Women and AIDS–Racism, Sexism, and Classism
Introduction
As the number of babies with Acquired Immunodeficiency Syndrome [hereinafter AIDS] or Human Immunodeficiency Virus [hereinafter HIV] infection rises, people question the right of HIV-infected women to bear children. This Article focuses on the reproductive freedom issues that arise in the context of AIDS and HIV infection in pregnant women and women of childbearing age. Policies to screen for and counsel pregnant women and women of childbearing age about HIV infection present enormous possibilities for abuse through involuntary testing and directive counseling to abort or to be sterilized. The issue of health policies for fertile women with AIDS or HIV infection is complicated by the fact that most women currently identified as at risk in the United States are poor and/or women of color.
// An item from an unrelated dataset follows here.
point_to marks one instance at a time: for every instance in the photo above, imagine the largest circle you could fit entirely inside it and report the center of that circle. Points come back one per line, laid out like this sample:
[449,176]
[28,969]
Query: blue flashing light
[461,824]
It is estimated that nationwide, more than seventy percent of women with AIDS are African-American or Latina. Public health policies directed to ward fertile women with AIDS/HIV are and will be influenced by the fact that most HIV-infected women are poor women of color. Poor women of color most often receive their health care through government provided or funded facilities. Because these facilities are most likely to deal repeatedly with HIV-infected pregnant women, women of childbearing age, and babies, they will be the institutions developing and implementing HIV screening and counseling programs for women. This Article examines potential testing and counseling methodologies to be used in public institutions, and tests them for conformance with current equal protection and privacy constitutional standards.